Short-a-Day: Oscar Colchado Lucio's "The House on El Pino Hill"
Originally published in A Public Space 03, Winter 2007. Personal enjoyment rating (out of 100): 77.
Here's something I've never seen before: a story hidden within a description of a house: "The curtains are half closed over the small, barred window. A thin beam of light illuminates one side of the room and casts the rest in shadow. It's two o'clock in the afternoon." There are no characters, there is no narrator; everything is meant to be inferred from the significant objects--including the empty house. It's Peru, 1986, and the pamphlets and philosophy strewn around the room reveal this to be the home of several Shining Path members. Only in footnotes do we learn their names: "Underneath a large poster of Mao is an old photo, yellow with age but carefully framed. A couple is posing with their children, who are standing in front, two boys and a girl. They appear to be between six and nine years old.[6] [6]Hugo, Nancy, and Pedro with their parents. Pedro died in a traffic accident when he was an adolescent."
It takes some close reading--some investigating--to realize that this is Nancy's apartment. We are given three excerpts from her diary, in which she gives offerings to the god Huallallo Carhuincho "so that he can expel the whites along with their gods," starting with dog's blood and then "the best produce from the few remaining farms" before looking for "blood, Christian blood." The television happens to be on, and it's through that that we learn that German Cappelletti has been assassinated--we've seen the plans for the hit in this apartment--and that two of the five attackers were caught: "a young girl and a boy of mixed blood."

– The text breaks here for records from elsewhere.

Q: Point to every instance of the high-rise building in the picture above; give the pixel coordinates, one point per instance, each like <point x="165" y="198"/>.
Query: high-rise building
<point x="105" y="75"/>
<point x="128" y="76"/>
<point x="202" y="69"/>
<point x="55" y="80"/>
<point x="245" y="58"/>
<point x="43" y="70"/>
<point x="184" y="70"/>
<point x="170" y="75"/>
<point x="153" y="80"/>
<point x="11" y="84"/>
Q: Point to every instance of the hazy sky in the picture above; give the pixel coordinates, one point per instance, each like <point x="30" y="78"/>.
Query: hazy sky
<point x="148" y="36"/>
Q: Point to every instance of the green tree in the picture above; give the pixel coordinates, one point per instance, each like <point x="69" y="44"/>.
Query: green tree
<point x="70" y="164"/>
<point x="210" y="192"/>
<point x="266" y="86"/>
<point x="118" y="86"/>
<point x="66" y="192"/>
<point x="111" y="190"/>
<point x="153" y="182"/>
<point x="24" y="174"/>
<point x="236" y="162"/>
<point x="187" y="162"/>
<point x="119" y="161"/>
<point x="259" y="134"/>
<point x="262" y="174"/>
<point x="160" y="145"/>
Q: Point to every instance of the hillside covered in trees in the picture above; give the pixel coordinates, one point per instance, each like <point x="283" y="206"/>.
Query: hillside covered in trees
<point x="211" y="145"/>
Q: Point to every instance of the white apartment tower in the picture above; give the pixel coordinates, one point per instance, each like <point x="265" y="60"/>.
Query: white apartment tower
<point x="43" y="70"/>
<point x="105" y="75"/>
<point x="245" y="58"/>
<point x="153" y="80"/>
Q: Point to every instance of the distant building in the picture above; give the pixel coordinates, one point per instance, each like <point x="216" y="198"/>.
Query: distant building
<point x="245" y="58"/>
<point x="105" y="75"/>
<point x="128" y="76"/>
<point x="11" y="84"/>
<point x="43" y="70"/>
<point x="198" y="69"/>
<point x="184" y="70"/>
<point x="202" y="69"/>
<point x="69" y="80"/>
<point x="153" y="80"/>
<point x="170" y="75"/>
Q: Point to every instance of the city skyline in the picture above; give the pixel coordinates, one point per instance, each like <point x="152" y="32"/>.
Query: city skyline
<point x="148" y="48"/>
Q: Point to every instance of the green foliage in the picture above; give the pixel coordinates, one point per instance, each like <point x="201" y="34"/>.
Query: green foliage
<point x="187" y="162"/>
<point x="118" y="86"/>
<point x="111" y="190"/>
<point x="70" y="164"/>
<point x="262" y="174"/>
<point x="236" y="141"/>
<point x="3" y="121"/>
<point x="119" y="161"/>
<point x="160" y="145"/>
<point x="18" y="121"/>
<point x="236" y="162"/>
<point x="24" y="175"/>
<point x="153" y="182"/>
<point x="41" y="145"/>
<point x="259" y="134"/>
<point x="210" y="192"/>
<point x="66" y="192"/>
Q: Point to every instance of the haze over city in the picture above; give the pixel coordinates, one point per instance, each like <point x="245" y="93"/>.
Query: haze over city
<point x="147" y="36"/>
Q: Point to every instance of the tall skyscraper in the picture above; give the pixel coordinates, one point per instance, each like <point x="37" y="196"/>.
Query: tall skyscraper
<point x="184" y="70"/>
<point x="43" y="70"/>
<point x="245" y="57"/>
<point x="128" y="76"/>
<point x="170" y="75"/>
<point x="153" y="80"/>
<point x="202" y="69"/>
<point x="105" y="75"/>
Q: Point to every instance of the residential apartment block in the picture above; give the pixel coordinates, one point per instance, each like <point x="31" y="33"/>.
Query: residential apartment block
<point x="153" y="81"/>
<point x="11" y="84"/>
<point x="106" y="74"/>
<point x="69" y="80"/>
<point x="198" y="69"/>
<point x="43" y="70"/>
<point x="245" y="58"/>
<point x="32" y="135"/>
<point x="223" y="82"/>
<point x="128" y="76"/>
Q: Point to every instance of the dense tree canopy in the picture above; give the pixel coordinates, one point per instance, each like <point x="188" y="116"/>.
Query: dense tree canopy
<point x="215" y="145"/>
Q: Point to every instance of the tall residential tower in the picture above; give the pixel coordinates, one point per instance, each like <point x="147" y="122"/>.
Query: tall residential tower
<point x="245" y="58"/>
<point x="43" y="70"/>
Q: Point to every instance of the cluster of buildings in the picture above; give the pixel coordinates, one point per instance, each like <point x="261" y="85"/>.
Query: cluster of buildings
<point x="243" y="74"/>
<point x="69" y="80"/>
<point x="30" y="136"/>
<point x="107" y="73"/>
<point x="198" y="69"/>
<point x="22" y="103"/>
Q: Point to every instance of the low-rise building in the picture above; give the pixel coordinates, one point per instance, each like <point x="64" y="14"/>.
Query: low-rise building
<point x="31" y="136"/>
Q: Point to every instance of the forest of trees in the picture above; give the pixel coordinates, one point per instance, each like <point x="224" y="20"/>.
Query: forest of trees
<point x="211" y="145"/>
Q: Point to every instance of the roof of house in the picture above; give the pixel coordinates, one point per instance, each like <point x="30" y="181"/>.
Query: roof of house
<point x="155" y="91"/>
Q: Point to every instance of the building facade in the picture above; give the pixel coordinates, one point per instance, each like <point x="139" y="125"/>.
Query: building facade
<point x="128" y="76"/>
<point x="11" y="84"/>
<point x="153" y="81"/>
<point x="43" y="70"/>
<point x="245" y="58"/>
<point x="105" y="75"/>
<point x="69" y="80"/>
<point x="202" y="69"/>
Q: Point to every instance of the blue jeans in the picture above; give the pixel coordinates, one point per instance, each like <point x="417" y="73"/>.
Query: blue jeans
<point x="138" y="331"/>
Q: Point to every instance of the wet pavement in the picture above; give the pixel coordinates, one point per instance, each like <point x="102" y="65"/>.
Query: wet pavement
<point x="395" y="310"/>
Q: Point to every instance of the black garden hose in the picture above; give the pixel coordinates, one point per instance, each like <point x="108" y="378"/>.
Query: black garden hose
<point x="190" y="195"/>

These may or may not be Nancy and the boy she has recently met, though this ambiguity doesn't make the loss on both sides any less. In this guerrilla war, told from the perspective of utterly neutral objects, it is not so much about the things they carried as the things they left behind, so much as it is about the things that made them. Pretty accomplished for such a short and rule-breaking story, but although we feel for what is missing, it does not change that the story still feels to be missing a part of itself, which is a danger of stunt writing.